We inserted a cannula into the tarsal artery and continuously measured the arterial pressure and SVV using the Vigileo-FloTracTM system (Edwards Lifesciences, Irvine, CA, USA). SVV was calculated based on an arterial pulse contour analysis, converting the animals’ age to human terms and adjusting the body surface area according to the conversion table by Nelson et al.14 A thermodilution catheter (132F5, Edwards Lifesciences, Irvine, CA, USA) was inserted through an introducer (RR-A60G10S, TERUMO, Tokyo, Japan) into the right internal jugular vein. We measured continuously the central venous pressure (CVP) and intermittently cardiac output derived by the thermodilution method (COtd), injecting 5 mL of saline solution at a temperature of <8 °C through a thermodilution catheter. SV derived from a thermodilution method (SVtd) was calculated using the formula: SVtd = COtd / HR × 1,000 (mL). After induction of anesthesia, we administrated 10 mL/kg of hydroxyethyl starch to maintain the mean arterial pressure (MAP) at >60 mmHg and pulse rate within 100 beats/min to stabilize hemodynamics and prevent hypotension during the experiment.
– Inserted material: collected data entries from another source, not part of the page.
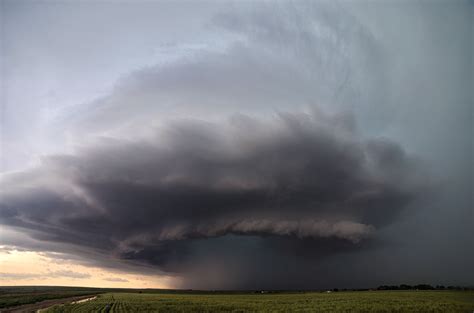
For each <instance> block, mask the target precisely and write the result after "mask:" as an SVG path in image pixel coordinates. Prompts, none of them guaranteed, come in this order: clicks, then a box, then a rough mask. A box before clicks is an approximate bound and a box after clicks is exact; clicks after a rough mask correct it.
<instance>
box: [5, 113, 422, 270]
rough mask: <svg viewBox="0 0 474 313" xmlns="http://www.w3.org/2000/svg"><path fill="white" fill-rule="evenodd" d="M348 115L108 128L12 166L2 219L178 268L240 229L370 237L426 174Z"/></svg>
mask: <svg viewBox="0 0 474 313" xmlns="http://www.w3.org/2000/svg"><path fill="white" fill-rule="evenodd" d="M341 120H342V121H351V119H350V118H341V116H340V115H339V116H324V115H322V114H320V113H319V114H317V113H315V114H313V115H306V114H298V115H296V114H280V115H279V116H278V117H277V118H275V119H272V120H270V121H260V120H256V119H252V118H249V117H246V116H235V117H233V118H232V119H230V121H229V122H228V123H221V124H217V123H215V124H213V123H207V122H201V121H191V120H185V121H177V122H175V123H173V124H171V125H169V126H167V127H164V128H163V129H161V130H156V132H155V134H154V135H153V136H150V137H147V138H142V139H140V140H135V141H130V140H118V139H108V138H103V139H102V140H100V141H99V142H97V143H96V144H95V145H92V146H89V147H84V148H82V149H81V150H79V151H78V152H77V153H76V154H72V155H57V156H50V157H46V158H44V159H43V161H42V165H41V166H40V167H39V168H37V169H35V170H32V171H30V172H26V173H21V174H11V175H10V176H9V177H8V176H7V177H6V178H5V181H4V182H3V186H7V188H4V190H2V200H1V222H2V224H4V225H9V226H11V227H15V228H18V229H22V230H23V231H26V232H29V233H30V234H31V235H34V237H35V238H36V239H37V240H39V241H46V242H58V243H61V244H66V245H74V246H79V247H83V248H86V249H90V250H93V251H98V252H99V253H103V254H105V255H113V256H114V257H115V258H116V259H119V260H127V261H132V262H134V261H136V262H143V263H146V264H151V265H155V266H156V267H157V268H158V269H160V270H163V271H173V272H181V271H185V269H184V268H183V266H184V264H186V262H187V261H189V255H190V253H191V251H192V249H193V245H194V243H195V242H197V241H202V239H205V238H215V237H222V236H226V235H231V234H233V235H236V236H247V235H248V236H253V237H262V238H270V239H271V238H284V237H288V238H292V240H293V241H300V240H302V241H305V242H316V241H319V242H325V240H327V242H326V243H331V242H332V243H333V244H334V245H335V246H338V245H340V246H341V247H344V246H345V247H346V248H348V247H351V246H356V247H357V246H358V247H363V245H362V244H361V242H362V241H364V240H366V239H369V238H370V237H371V236H373V235H374V233H376V232H377V229H378V228H379V227H383V226H385V225H388V224H390V223H392V221H393V220H394V219H396V217H397V215H398V214H399V213H400V212H401V210H402V209H403V208H404V207H405V205H406V204H408V203H410V202H411V201H412V200H413V199H415V198H416V197H417V196H418V195H419V194H420V193H421V192H422V191H423V188H425V187H426V185H425V181H424V179H425V178H424V176H423V175H422V173H421V172H420V170H418V169H417V168H418V162H417V161H416V160H414V159H413V158H410V157H409V156H407V155H406V154H405V152H404V151H403V150H402V149H401V147H400V146H398V145H397V144H396V143H393V142H391V141H389V140H386V139H381V138H379V139H371V140H367V141H366V140H362V139H360V138H359V136H358V135H357V133H356V131H355V130H354V129H353V127H347V126H348V125H347V122H346V123H341ZM18 175H21V177H20V178H19V177H18ZM25 179H27V181H28V182H29V183H28V184H25V183H24V182H25ZM269 247H270V246H269ZM282 247H283V245H282ZM272 249H276V250H281V251H282V252H284V253H287V252H288V250H285V249H283V248H278V246H277V245H273V246H272ZM321 251H326V252H325V253H323V254H327V253H331V249H327V250H324V248H322V249H321Z"/></svg>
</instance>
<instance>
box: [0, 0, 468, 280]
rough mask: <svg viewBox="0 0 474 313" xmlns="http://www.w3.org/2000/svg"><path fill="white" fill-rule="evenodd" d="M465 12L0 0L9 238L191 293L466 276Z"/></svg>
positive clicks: (1, 126) (344, 3)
We prepared the following three preload conditions: baseline model, mild hemorrhage model, and moderate hemorrhage model. First, we removed 10 ml/kg of blood via an introducer catheter (mild hemorrhage model), then subsequently removed an additional 10 ml/kg of blood (moderate hemorrhage model).
We measured each parameter under varying ventilation settings and preloads. First, under the baseline model, driving pressure was incrementally increased by 4 cm H2O, from 5 to 17 cmH2O, under PEEP of 4, 8, and 12 cm H2O. The higher limit of peak airway pressure was set to 21 cmH2O to avoid injury to the dogs’ lung. We observed for at least 2 min between steps to stabilize the hemodynamics (Figure 1). We recorded SVV, CVP, MAP, COtd, heart rate (HR), and tidal volume (Vt) as baseline parameters under each ventilation setting. The CVP, MAP, and HR were obtained from the patient monitor (BP-608 Evolution II, Omron Colin, Tokyo, Japan). The COtd measurements were performed using the thermodilution method three times at driving pressure of 5, 13, and 17 cm H2O, to avoid fluid loading. Under the mild and moderate hemorrhage models, we repeated the measurements in the same manner mentioned above. At the end of the experiment, the beagle dogs were carefully re-infused with removed blood, which was temporarily stored in a blood bag during measurement. The beagle dogs were followed up for a minimum 21-days period between experiments. All dogs were not euthanized, because a blood transfusion of 20 ml/kg at intervals more than 21-days is acceptable in the veterinary clinically.15
All data were presented as the mean±standard deviation (SD) or median (with interquartile range). We analyzed all data using the JMP Pro 12 software program for Windows (SAS Institute Inc., Cary, NC, USA). Correlations between more than two variables were analyzed using a linear regression model based on the least-squares method. The univariate analysis was used to analyze the effect of the relationship between PEEP and hemorrhage, driving pressure, and hemorrhage on SVV. We entered hemorrhage, PEEP, and driving pressure as covariates and performed a multivariate regression analysis to understand the factor affecting SV and SVV. Differences were considered significant for p values <0.05.